"I don't believe in spirits either," said Bella promptly, "and so I wish to know, Mrs. Tunks, how you learned all you said."
"All what?" mumbled the witch-wife vacantly.
"All about the jewels and the murder and the——"
"I don't remember saying a word," interrupted Granny, rising slowly and with a lack-lustre look in her beady eyes. "When I go into a trance I don't recall what I say. But let me go into a trance again and I'll tell you where the jewels are if you will give me a share," and her eyes began to glitter in an avaricious manner.
"No," said Vand, in his most peremptory tones, "we have had enough of this rubbish."

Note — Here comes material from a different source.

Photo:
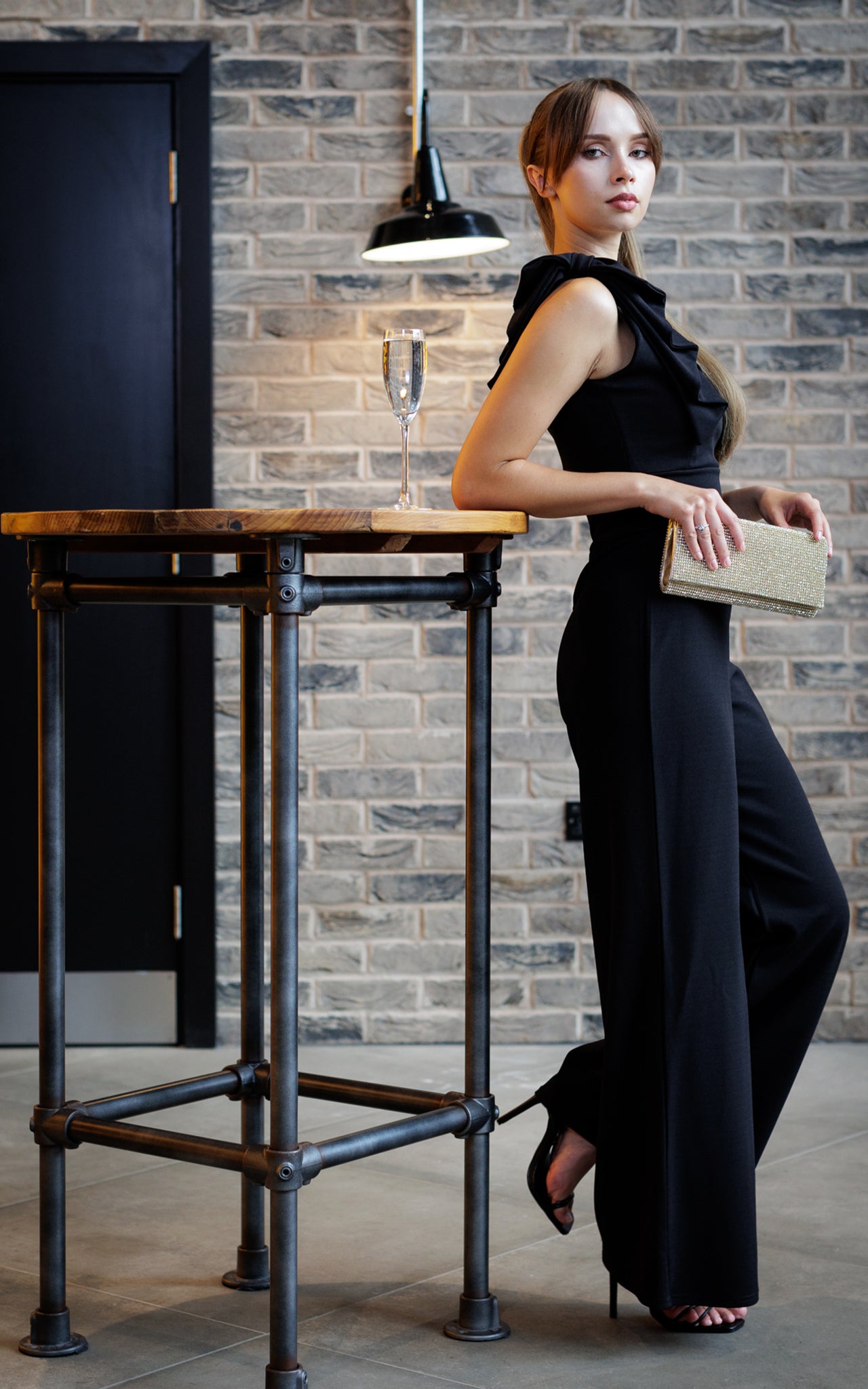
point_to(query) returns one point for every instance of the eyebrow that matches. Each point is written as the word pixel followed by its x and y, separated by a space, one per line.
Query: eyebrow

"Oh," sneered his wife, "you admit then that it is rubbish?"
"Yes, now that I know Miss Huxham played the ghost. Granny"—he turned to the old woman—"all your teachings of the unseen have proved false, so you can take yourself out of this house, and never come near it again."
Bella, quite believing that the old woman was a fraud, and knew the truth of what she had spoken when in her so-called trance, expected to see her defy the man she had accused. But in place of doing so Granny Tunks flung the tail of her white cloak over her head and moved towards the door. Seeing her retreat, Mrs. Vand, after the manner of bullies and cowards, became suddenly brave. Leaping towards the old creature, and before her husband could restrain her, she struck her hard once or twice between the shoulders. "Get out of this, you lying cat! Go to the devil, your master, you vile animal!"

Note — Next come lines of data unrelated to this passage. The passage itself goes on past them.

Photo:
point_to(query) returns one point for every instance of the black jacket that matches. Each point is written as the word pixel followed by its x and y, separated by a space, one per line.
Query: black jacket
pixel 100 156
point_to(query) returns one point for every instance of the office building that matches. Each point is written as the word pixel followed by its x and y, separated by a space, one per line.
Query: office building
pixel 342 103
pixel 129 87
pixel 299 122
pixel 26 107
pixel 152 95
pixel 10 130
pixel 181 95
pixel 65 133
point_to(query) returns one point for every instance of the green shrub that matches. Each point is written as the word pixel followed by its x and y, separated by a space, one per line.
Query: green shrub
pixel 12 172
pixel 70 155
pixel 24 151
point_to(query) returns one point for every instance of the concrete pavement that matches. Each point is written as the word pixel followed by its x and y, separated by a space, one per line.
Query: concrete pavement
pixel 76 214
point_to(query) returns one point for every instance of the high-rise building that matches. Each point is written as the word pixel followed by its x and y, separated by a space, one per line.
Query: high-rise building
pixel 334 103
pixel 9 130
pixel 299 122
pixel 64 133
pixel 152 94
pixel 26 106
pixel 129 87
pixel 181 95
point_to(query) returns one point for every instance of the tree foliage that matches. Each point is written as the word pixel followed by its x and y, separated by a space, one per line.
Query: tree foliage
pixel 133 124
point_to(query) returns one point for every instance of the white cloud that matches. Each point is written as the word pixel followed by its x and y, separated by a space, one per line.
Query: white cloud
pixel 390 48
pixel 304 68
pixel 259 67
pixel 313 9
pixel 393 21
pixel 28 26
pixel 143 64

Vand caught back his infuriated wife with a fierce oath, but Granny still continued on her way out of the room. As she passed into the dark hall she turned and sent a glance at Mrs. Vand which made that triumphant tyrant shiver in her shoes. But she did not defend herself in any way, and shortly the three in the vast drawing-room heard the front door open and shut. Granny Tunks was gone, and with her seemed to disappear the malignant influence which had hung over the house for so long. Bella did not believe in witchcraft, but she could not help thinking that the old woman must have exercised some evil spell, and now had departed taking her familiar with her. At all events, the air seemed to be clearer for her absence.
"Now then," said Vand, addressing Bella in his usual courteous way, "as you are satisfied, Miss Huxham, perhaps you will go also."